I mean, the guy reported in the OP was probably thinking of two Roman legions fighting each other, but …

I'll admit that the very first time I looked at DBAnything I was put off when I realised that all sorts of troop types were just going to end up classed as 'Knights', 'Psiloi', etc.

The thing is though that reading actual history books tends to challenge the wargamey idea that there would be wild differences between the same tactical type across cultures in real life. Differences in quality, yes. Mostly though tactical types would be good or bad in relation to the type they were fighting, rather than in an overall sense.

Some other historical systems perhaps differentiate so much that they become more like a fantasy, or really mythological, game. Which is fine – different systems, different entertainments.
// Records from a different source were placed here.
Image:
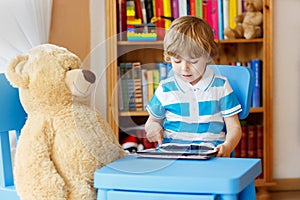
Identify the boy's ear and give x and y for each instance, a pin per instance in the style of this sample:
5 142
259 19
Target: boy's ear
15 72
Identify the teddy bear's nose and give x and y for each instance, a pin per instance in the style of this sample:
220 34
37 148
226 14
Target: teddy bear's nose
89 76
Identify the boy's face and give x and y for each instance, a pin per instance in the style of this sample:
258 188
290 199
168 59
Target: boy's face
189 70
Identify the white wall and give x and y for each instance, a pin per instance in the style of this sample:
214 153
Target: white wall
286 86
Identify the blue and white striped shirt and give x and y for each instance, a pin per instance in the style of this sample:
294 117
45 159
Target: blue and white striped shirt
194 113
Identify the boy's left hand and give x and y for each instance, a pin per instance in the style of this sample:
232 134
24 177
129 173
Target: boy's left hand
223 150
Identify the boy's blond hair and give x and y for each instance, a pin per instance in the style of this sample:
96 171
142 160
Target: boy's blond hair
190 37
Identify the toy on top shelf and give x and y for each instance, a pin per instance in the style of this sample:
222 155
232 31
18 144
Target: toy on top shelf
249 22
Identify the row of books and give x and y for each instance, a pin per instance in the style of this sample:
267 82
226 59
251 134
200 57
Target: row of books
136 84
143 14
256 66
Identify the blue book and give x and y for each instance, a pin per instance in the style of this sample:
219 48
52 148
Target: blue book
256 66
220 20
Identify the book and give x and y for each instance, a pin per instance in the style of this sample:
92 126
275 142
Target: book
121 19
199 8
120 92
182 5
244 142
130 86
251 142
150 84
232 13
220 20
144 88
212 17
138 10
160 22
260 144
256 66
225 4
175 8
144 12
123 77
137 84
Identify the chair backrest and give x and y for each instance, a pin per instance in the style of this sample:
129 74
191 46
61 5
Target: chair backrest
241 80
12 118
freecloud04 Oct 2017 9:06 a.m. PST

IME ancient/medieval has more variety than any other period:

- Greater variety of weapons in any one army before WW2,
- Sheer variety of different armies with different compositions is unparallelled
- The unit quality differences of any period

But so many people start with Republican or Early Imperial Romans and their barbarian enemies, or Dark Age warband forces which are some of more samo-samo armies.

PS I love the 7YW but it's attractionn to me is that it is quite "samo samo" and so it really is General v General and maximising small differences in unit qualities.